Dark Leafy Greens- Loaded with vit.C & E, rich in calcium, chlorophyll & iron greens are the most beneficial to our health and not eaten enough by Americans. Greens lift our mood, heal our organs & counteract the damage that stress causes our bodies. Try kale, spinach, mustard greens, dandelion greens, collards, watercress and romaine lettuce.
Add greens to your diet daily. One of the easiest ways to add lots of greens are green smoothies.
Kale, Blueberry, Banana
Smoothie (makes2-3 servings)
2 T hulled hemp seed (superfood that is a great source of protein and Omega 3 & 6)
1 c frozen blueberries
2 ½ cups purified water
5 leaves of kale
Put all ingredients in a high powered blender & blend until smooth
*Can be kept in fridge up to 12 hrs.
Cruciferous Vegetables- Packed with antioxidants & cancer preventing nutrients, these veggies also dissolve fats to help eliminate toxins. Try: broccoli, cauliflower, brussel sprouts, cabbages, bok choy, daikon, red & watermelon radishes
Roots & Tubers– Provide beta carotene, vit. A, minerals, fiber & antioxidants and a natural sweetness to our plates. Try: Sweet potato, parsnips, turnips, beets, rutabagas, ginger, burdock & lotus root Also closely related: carrots, celery, fennel & celeriac
- Think you don’t like beets, try roasting them. Roasting brings the natural sugars out of
the beet.
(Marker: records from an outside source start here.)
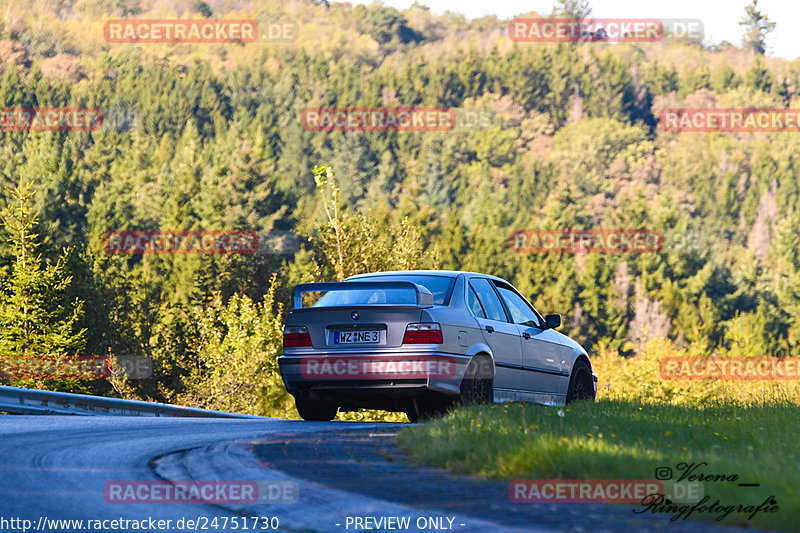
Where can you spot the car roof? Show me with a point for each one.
(446, 273)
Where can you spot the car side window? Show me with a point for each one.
(521, 313)
(475, 304)
(488, 299)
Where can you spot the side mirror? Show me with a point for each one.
(552, 321)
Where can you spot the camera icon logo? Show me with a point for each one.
(663, 473)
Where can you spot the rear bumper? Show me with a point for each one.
(387, 374)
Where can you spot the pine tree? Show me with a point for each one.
(757, 27)
(36, 318)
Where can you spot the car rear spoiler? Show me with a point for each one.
(424, 296)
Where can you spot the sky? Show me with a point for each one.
(720, 17)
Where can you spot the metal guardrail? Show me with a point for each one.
(16, 400)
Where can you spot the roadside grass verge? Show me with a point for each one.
(639, 423)
(615, 439)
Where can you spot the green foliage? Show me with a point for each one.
(757, 26)
(233, 357)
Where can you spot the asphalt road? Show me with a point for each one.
(60, 468)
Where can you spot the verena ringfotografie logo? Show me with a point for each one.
(731, 368)
(378, 119)
(50, 119)
(402, 367)
(583, 490)
(572, 30)
(75, 367)
(209, 492)
(585, 241)
(181, 242)
(730, 120)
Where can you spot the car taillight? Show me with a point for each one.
(423, 333)
(294, 336)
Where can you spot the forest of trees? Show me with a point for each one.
(208, 137)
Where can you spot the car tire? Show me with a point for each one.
(315, 410)
(477, 387)
(581, 384)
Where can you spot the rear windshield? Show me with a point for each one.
(440, 287)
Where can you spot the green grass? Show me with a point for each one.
(628, 439)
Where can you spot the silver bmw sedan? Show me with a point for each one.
(421, 341)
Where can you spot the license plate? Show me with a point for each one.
(357, 337)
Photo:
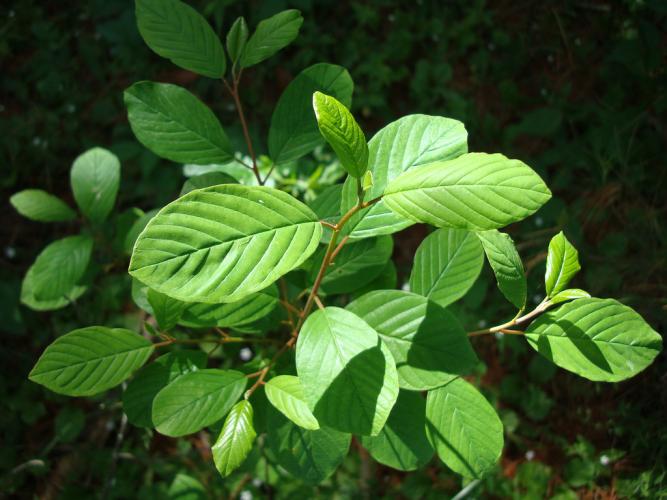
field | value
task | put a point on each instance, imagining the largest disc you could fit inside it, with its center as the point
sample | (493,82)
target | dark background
(576,89)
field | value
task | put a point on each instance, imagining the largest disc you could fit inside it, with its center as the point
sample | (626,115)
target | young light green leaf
(309,455)
(141,391)
(356,388)
(41,206)
(60,267)
(167,311)
(234,314)
(411,141)
(186,252)
(293,131)
(175,125)
(427,343)
(28,297)
(562,264)
(285,393)
(464,428)
(446,265)
(237,38)
(476,191)
(270,36)
(176,31)
(95,177)
(356,265)
(599,339)
(195,400)
(235,440)
(569,294)
(206,180)
(402,443)
(342,132)
(507,266)
(90,360)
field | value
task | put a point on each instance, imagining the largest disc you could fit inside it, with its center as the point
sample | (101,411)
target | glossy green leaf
(464,428)
(507,266)
(402,443)
(237,38)
(357,386)
(270,36)
(141,391)
(476,191)
(285,393)
(569,294)
(446,265)
(175,125)
(90,360)
(427,342)
(196,400)
(235,440)
(28,297)
(242,312)
(176,31)
(310,456)
(293,131)
(167,311)
(60,267)
(95,177)
(408,142)
(562,264)
(190,254)
(41,206)
(206,180)
(342,132)
(599,339)
(356,265)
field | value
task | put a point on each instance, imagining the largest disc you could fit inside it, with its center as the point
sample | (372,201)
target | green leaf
(206,180)
(569,294)
(237,38)
(270,36)
(476,191)
(293,131)
(402,443)
(599,339)
(286,395)
(167,311)
(196,400)
(235,440)
(28,297)
(186,251)
(95,177)
(356,265)
(427,342)
(446,265)
(562,264)
(41,206)
(175,125)
(357,386)
(464,428)
(242,312)
(411,141)
(310,456)
(141,391)
(60,267)
(90,360)
(342,132)
(507,266)
(176,31)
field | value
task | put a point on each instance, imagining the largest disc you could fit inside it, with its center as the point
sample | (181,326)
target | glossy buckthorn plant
(339,351)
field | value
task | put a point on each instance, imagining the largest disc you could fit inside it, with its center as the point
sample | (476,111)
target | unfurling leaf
(342,132)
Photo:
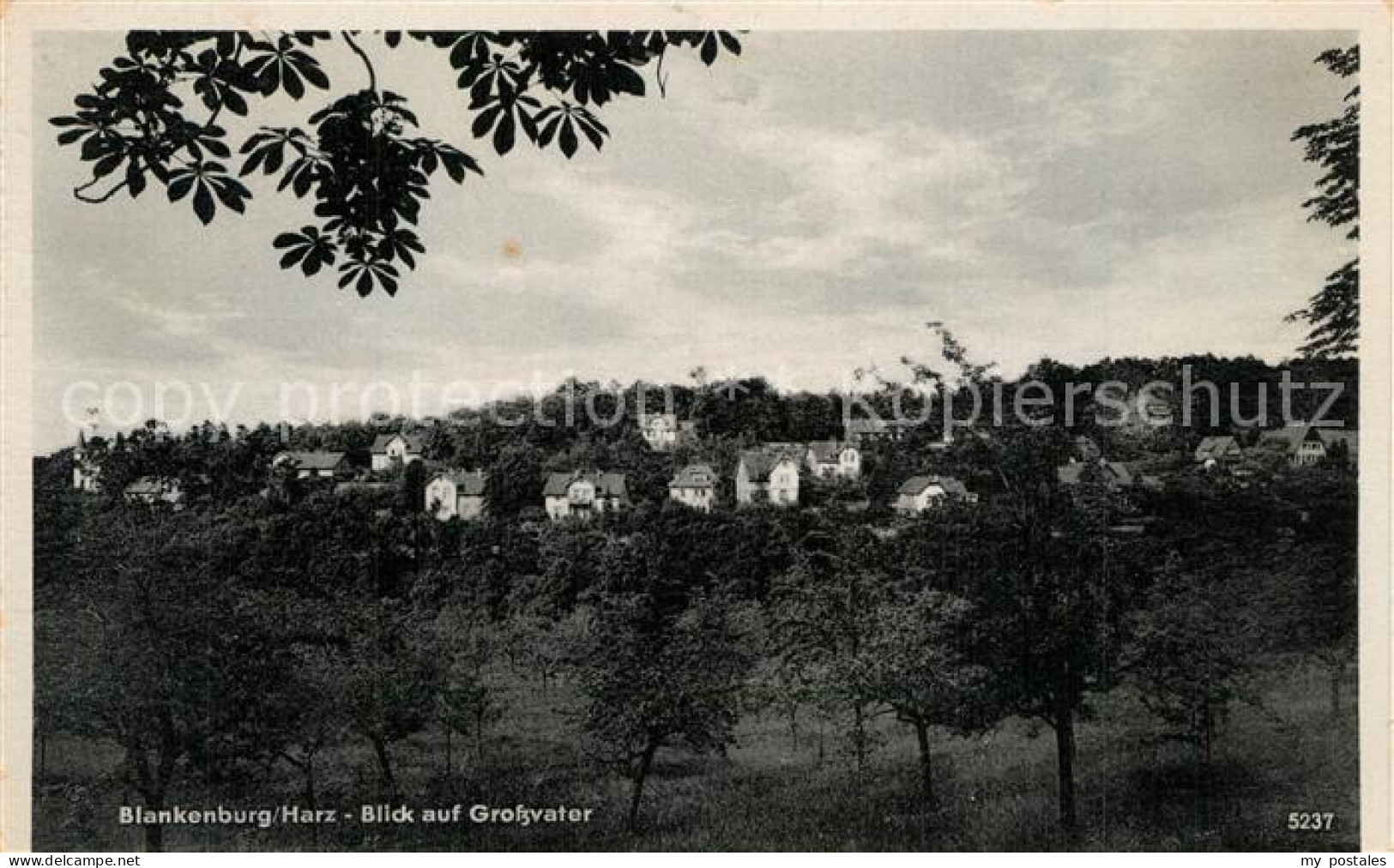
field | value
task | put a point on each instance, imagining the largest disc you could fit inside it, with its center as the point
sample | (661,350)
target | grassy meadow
(774,792)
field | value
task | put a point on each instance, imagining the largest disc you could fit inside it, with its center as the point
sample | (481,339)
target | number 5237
(1311,821)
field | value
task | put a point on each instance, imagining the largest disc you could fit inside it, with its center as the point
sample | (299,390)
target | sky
(798,212)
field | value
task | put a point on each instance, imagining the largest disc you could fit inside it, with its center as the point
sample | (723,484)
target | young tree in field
(468,704)
(1315,571)
(155,120)
(921,658)
(1192,649)
(394,673)
(1053,594)
(657,678)
(821,616)
(1334,311)
(156,645)
(515,481)
(303,716)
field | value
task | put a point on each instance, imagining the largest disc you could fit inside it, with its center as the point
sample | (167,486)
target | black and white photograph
(745,437)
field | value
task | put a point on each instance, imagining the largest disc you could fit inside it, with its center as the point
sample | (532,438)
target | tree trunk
(1337,676)
(1065,768)
(448,763)
(389,783)
(44,756)
(921,733)
(155,838)
(644,761)
(1208,733)
(310,796)
(859,736)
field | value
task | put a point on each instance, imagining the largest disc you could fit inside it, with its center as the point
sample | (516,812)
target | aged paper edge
(20,20)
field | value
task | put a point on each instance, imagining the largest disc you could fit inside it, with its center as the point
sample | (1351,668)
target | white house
(1219,450)
(312,464)
(583,493)
(829,459)
(456,493)
(1306,444)
(867,432)
(920,493)
(87,473)
(696,486)
(155,489)
(769,475)
(664,431)
(395,450)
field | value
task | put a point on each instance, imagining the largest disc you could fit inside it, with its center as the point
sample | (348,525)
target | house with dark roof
(664,431)
(155,489)
(1305,444)
(1114,475)
(769,475)
(1219,450)
(583,493)
(696,486)
(829,459)
(920,493)
(87,471)
(867,432)
(312,464)
(396,450)
(456,493)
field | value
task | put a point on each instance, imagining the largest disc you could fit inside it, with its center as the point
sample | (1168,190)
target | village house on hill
(1305,444)
(155,489)
(769,475)
(870,432)
(920,493)
(583,493)
(312,464)
(396,450)
(662,431)
(829,459)
(1219,450)
(696,486)
(87,473)
(1114,475)
(456,493)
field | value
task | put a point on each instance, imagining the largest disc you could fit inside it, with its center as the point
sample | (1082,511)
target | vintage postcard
(706,426)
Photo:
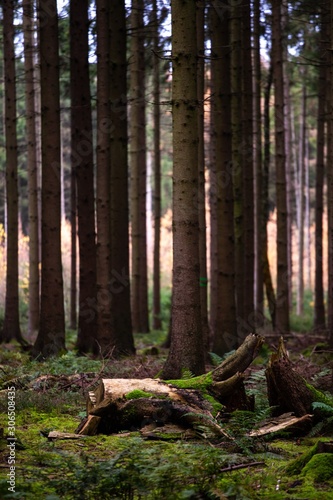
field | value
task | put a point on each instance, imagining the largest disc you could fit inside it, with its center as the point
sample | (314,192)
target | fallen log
(287,390)
(133,404)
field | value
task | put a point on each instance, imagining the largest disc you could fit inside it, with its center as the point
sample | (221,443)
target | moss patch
(319,468)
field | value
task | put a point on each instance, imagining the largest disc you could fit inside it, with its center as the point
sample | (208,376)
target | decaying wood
(283,422)
(287,390)
(89,426)
(63,435)
(240,359)
(133,404)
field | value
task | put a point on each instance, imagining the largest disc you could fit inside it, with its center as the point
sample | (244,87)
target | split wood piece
(64,435)
(285,421)
(287,390)
(240,359)
(89,426)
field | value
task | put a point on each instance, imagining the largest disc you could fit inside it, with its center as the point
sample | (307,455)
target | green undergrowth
(126,466)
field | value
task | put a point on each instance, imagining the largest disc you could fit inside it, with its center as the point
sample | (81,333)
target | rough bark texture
(187,348)
(120,282)
(319,308)
(138,171)
(51,336)
(157,322)
(104,311)
(282,301)
(32,165)
(11,327)
(287,390)
(132,404)
(225,334)
(83,167)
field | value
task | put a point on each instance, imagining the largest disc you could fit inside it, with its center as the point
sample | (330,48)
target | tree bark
(11,327)
(33,170)
(120,281)
(319,308)
(83,167)
(187,348)
(138,169)
(225,335)
(157,322)
(282,300)
(51,337)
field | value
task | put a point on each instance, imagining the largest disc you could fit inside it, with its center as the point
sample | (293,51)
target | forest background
(93,173)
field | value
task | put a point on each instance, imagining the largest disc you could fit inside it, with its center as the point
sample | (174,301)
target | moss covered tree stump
(133,404)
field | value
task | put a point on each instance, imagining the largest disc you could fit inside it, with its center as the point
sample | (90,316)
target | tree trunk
(51,336)
(132,404)
(237,157)
(225,335)
(301,184)
(319,308)
(282,301)
(267,278)
(11,327)
(187,349)
(120,282)
(83,166)
(201,174)
(32,165)
(105,324)
(248,318)
(157,322)
(138,171)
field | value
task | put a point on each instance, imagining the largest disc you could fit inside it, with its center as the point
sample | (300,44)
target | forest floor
(51,396)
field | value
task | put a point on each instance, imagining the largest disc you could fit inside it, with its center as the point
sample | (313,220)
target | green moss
(319,468)
(201,383)
(137,393)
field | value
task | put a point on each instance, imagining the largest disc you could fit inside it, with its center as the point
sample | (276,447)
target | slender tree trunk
(282,302)
(257,126)
(157,323)
(138,171)
(301,178)
(73,220)
(213,278)
(187,348)
(201,173)
(120,284)
(83,166)
(11,327)
(267,278)
(237,149)
(32,165)
(104,312)
(51,336)
(248,319)
(330,184)
(225,338)
(319,308)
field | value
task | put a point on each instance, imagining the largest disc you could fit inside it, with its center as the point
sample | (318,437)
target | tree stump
(287,390)
(133,404)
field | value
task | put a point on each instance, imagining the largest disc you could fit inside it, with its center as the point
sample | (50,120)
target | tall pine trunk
(11,327)
(157,322)
(120,285)
(138,171)
(319,307)
(187,348)
(83,166)
(32,165)
(201,172)
(282,301)
(225,338)
(105,324)
(51,336)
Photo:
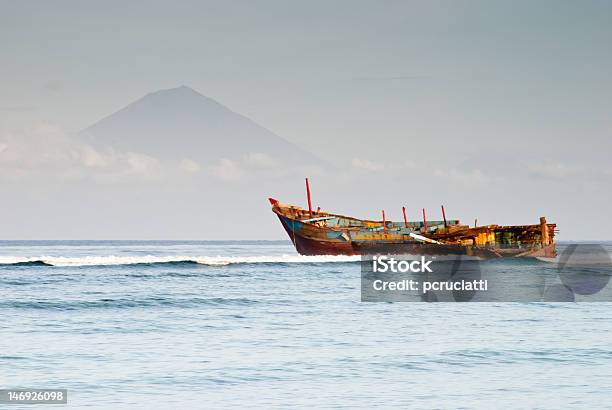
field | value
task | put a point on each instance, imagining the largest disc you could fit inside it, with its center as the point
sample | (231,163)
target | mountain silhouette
(179,123)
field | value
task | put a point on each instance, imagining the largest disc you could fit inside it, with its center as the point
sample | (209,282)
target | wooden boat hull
(312,239)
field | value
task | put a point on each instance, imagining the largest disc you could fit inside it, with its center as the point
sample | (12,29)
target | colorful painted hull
(332,234)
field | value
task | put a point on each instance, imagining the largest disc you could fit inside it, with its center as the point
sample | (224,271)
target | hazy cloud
(228,169)
(189,165)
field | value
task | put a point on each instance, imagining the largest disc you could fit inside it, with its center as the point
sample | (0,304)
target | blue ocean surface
(167,324)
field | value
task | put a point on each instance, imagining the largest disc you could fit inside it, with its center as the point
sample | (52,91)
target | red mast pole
(308,195)
(384,223)
(444,216)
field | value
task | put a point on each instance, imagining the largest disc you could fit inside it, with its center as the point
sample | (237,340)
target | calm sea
(159,325)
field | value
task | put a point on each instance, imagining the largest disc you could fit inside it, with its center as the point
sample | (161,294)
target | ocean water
(158,325)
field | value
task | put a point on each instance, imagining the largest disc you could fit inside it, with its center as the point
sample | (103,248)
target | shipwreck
(324,233)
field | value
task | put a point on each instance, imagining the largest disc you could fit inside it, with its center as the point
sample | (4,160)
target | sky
(500,109)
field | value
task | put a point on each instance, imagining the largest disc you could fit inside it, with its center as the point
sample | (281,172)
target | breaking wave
(169,260)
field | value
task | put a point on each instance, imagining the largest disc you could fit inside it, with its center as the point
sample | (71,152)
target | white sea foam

Yum! http://whatscookingamerica.net/vegetables/ovenroastedbeets.htm
Bulbs- Heart healthy & known for their ability to dissolve fats & excess mucus Try:
garlic (known for its anti-inflammatory, anti-bacterial & anti-viral properties) leeks, onions, shallots & scallions
Squash- Blood alkalizing properties Try: butternut, acorn, pumpkin, dumpling & buttercup
- Roasted Butternut Squash & Shallot soup- www.myrecipes.com/recipe/roasted-butternut-squash-shallot-soup
Herbs- Herbs have been known to heal illness, cleanse the blood & raise your spirit not
to mention enhance the flavor of your food. Try: basil, oregano, thyme,
tarragon, turmeric, cumin, dill etc. Experiment with flavors to add interesting tastes to the foods you eat.
Sea Vegetables- Offer loads of easily absorbable iron, calcium, vit. B, vit. A, potassium, magnesium, phosphorous,
iodine, zinc, selenium & copper.
These vegetables are highly alkaline forming, they help to reduce tumors & bind to heavy metals to help remove them from our bodies. Try: nori, kelp, wakame, arame, dulse
I hope that you are encouraged to add more vegetables to your diet. Try a new vegetable each week. Your body will thank you for it.